The rocks were very sparse; only a scattering of limestone spheres littered across the scrub. They looked as if some giant god from the dreaming had tired of playing marbles, and thrown his handful across the desert. In fact, they were the remains of a ridge that had been undermined by water and by gritty wind. Winja and Eyre gathered the women and children as far behind the rocks as they could, with Minil to supervise them; and then they went to the front of the outcropping to arrange the men, with their spears and clubs.
Eyre said, ‘Look—we will stand here, right out in front of the rocks—then, when Yonguldye and his warriors begin to throw spears—we can run back.’
‘Run back?’ frowned Ningina.
‘Not out of fear. Out of wisdom. They will run after us in among the rocks, and then we can trap them, and kill them.’
‘I do not want to run back,’ said Ningina, pouting. ‘I have never run back from my enemy.’
Winja glared at him. ‘You will run back when you are told to. Are you my ngauwire, my son?’
‘Yes, ngaiyeri.’
‘Then you will run back.’
Eyre loaded his rifle while they waited for Yonguldye to catch up with them. He would probably only have time for one shot; but this time he hoped he would be able to hit Yonguldye somewhere fatal. It was a miracle that Yonguldye had already survived what must at the very least have been a severe powder-burn, and then a glancing rifle-ball to the side of the head. Perhaps there was something in his magic, after all. Perhaps, like the fabled Mabarn Men of the past, he was invincible, and possessed of eternal life.

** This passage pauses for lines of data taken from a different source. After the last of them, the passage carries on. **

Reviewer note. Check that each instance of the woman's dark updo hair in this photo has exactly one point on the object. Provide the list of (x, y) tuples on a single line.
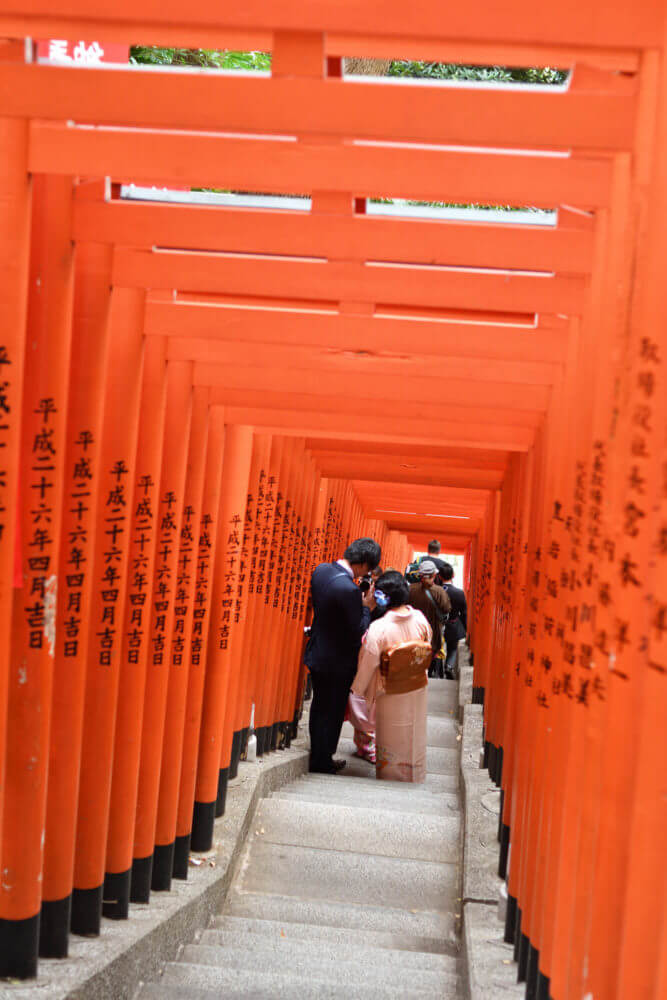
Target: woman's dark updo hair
[(392, 583)]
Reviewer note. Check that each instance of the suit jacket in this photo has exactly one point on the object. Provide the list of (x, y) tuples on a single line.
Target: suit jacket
[(339, 621), (434, 613), (457, 627)]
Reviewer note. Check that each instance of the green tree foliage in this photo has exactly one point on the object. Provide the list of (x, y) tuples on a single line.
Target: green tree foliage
[(223, 59), (253, 61), (205, 58), (484, 74)]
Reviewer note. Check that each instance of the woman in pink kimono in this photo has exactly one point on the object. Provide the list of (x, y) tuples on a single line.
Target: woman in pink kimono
[(392, 675)]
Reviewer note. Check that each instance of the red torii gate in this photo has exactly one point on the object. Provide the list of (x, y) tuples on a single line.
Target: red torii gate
[(186, 377)]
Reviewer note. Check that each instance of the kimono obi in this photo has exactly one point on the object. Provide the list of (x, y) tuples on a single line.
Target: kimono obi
[(404, 667)]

The sun began to fall to the west; and this to Eyre was another advantage. Yonguldye and his warriors as they approached would have the glare of the early afternoon in their eyes, as well as a quarry that was going to behave completely uncharacteristically, and run away. Running-away was not a recognised tactic in
Aborigine battles; the tradition was to stand firm with club in hand and fight blow-for-blow until you or your enemy dropped dead.
Yonguldye looked unnervingly threatening as he approached. His huge black emu-feather head-dress dipped and blew with every step he took; and he walked with a long, awkward limp that must have been caused either by the two shots that Eyre had fired at him or by the exhausting length of his pursuit. At first, because of the rippling heat, Eyre was unable to see his feet; but as he came nearer, only a hundred yards away, he could distinguish the dreaded kurdaitja shoes, of emu feathers and human blood, the shoes which unerringly guided a Mabarn Man towards his victim. Yonguldye had followed Eyre for hundreds of miles now, through the heat and dust of high summer; and he had found him.
Eyre stepped forward with his rifle raised. Winja caught his arm, but Eyre said, ‘No. Let me speak to him.’
Yonguldye stopped, and raised one hand in the sign that meant greeting. He was wrapped in a kangaroo-skin buka, the fringes of which were tied with coloured threads and rows of tiny bandicoot skulls, which rattled as he walked. The rest of his skulls and magical apparatus were being carried by two young boys who stood at the back of the group.
Eyre could see now that Yonguldye’s face was scarred on the left side; a half-healed bullet wound which had tattooed his skin with black powder. The powder burns which Eyre had inflicted on him at Yarrakinna were presumably concealed beneath his buka. Yonguldye’s expression however was haughty and disdainful; the look of a man of power and influence. A man who had proved himself to be the greatest of all clever-men: unstoppable and impossible to kill.
Eyre called, ‘What do you want, Yonguldye?’
Yonguldye kept his hand raised. Some of his warriors shifted uneasily around him, and one or two of them lodged their spears into their woomeras. Behind him, Eyre could hear Winja’s men moving forward a few paces, to protect the white man whose life they now owned.
Yonguldye let out a great harsh crowing, which made Eyre’s back tingle with alarm. Then he spread his arms wide, and came out with a long screeching chant, punctuated by raucous and repetitive cries, which sounded like an imitation of a red-tailed cockatoo.